Steps 1-7 above verify that tests pass, builds succeed, and files contain what you expect. The adversarial methodology goes deeper: it verifies that artifacts are real implementations (not stubs), actually integrated (not orphaned), and processing real data (not hardcoded empties). Apply this methodology after Steps 1-7 pass, focusing on artifacts that are part of the stated goal.

Summary of levels:

L1 EXISTS: File is present on disk (catches forgotten writes)
L2 SUBSTANTIVE: File contains real logic, not stubs (catches placeholder implementations)
L3 WIRED: Artifact is imported and used by other code (catches orphaned files)
L4 DATA FLOWS: Real data reaches the artifact and real results come out (catches dead integration)

Error Handling

Error: "Tests failed after changes"

Resolve stubs before declaring task complete
Show full test failure output
Analyze what went wrong
Fix issues and re-run full verification

Error: "Build failed"

Stop immediately
Show complete build error output
Fix build issues before proceeding
Re-run verification from Step 1

Error: "No tests exist for changed code"

Acknowledge lack of test coverage
Recommend writing tests (but include only if user requests)
Perform extra manual validation
Document that changes are untested

Error: "Cannot run tests (missing dependencies)"

Document what's missing
Attempt alternative verification (syntax checks, manual review)
Be explicit about verification limitations

Error: "Stub patterns detected in changed files"

Review each match individually — some stubs are intentional (e.g., return [] when empty list is the correct result)
For confirmed stubs: flag as blocker, resolve stubs before declaring task complete
For intentional patterns: document in verification report with rationale
If unsure: treat as stub (false positive is safer than false negative)

Error: "Artifact exists but is not wired (Level 3 failure)"

Identify what should import/reference the artifact
Check if the wiring was planned but not executed (common in multi-step tasks)
Flag as blocker with specific guidance: "File X exists but is not imported by Y"

Error: "Data flow gap detected (Level 4 failure)"

Trace the call chain to identify where real data stops flowing
Common cause: function called with hardcoded [] or {} instead of computed values
Flag as blocker: "Function X is called but receives empty data at call site Y"

References

Core Principles

Adversarial distrust: Verify independently.

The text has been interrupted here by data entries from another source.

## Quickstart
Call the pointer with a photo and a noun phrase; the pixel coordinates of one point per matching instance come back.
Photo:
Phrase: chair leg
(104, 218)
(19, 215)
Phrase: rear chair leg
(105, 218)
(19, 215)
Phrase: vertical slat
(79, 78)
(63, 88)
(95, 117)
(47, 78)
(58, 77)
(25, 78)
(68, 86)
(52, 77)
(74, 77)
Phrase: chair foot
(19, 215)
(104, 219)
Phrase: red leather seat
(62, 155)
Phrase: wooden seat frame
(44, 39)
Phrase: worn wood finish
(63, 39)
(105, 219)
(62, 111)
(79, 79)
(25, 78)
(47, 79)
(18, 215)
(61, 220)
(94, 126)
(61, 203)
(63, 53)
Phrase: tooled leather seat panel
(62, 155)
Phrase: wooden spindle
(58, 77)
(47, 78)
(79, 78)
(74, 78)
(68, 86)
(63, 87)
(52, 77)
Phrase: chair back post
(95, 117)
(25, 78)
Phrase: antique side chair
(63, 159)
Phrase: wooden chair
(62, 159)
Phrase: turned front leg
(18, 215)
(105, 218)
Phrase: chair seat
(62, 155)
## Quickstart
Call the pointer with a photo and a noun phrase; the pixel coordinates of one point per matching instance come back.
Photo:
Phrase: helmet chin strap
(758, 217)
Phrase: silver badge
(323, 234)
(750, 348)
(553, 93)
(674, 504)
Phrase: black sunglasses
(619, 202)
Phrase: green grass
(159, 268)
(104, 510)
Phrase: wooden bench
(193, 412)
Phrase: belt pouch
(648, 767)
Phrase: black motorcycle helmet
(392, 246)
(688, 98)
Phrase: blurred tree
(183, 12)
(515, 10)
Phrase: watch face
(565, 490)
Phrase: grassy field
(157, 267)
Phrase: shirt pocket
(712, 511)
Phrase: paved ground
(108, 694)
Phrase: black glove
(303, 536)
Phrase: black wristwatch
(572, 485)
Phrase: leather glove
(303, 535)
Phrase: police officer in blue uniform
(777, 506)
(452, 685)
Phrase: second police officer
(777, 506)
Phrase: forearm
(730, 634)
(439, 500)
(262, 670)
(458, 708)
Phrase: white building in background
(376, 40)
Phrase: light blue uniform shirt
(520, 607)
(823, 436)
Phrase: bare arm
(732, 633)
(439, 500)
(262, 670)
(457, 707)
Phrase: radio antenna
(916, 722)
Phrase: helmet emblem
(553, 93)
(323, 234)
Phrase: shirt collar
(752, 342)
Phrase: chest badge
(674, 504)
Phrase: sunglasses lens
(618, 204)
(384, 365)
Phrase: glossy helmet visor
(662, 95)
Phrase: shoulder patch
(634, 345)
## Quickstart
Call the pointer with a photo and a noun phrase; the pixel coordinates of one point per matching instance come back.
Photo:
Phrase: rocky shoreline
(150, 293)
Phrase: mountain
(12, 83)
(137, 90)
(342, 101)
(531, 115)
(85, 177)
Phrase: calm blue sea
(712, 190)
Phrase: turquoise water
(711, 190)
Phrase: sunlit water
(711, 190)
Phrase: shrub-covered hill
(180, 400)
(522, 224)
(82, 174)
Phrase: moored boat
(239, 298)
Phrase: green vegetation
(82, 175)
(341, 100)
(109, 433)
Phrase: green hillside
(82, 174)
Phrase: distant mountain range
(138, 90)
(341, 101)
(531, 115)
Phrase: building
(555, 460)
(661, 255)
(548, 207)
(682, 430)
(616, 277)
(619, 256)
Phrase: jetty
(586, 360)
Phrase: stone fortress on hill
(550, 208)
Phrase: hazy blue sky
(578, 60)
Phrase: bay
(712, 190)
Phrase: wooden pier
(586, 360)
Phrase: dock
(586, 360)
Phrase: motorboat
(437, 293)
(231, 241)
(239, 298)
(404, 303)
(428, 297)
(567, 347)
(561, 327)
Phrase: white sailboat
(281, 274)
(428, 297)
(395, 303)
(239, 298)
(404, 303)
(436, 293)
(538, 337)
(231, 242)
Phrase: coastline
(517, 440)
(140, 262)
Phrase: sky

The same agent that writes code has inherent bias toward believing its own output is correct. Structural distrust in the verification process counteracts this bias.
Evidence over claims: Summary claims document what was SAID, not what IS. Always show actual test output, build logs, and file contents. Verification without evidence is unverifiable.
Goal-backward framing: Derive verification conditions from what must be true for the goal, not from executor task lists. This prevents executors from confirming their own narrative.
4-level artifact verification: EXISTS → SUBSTANTIVE → WIRED → DATA FLOWS. Each level catches distinct classes of premature-completion failures.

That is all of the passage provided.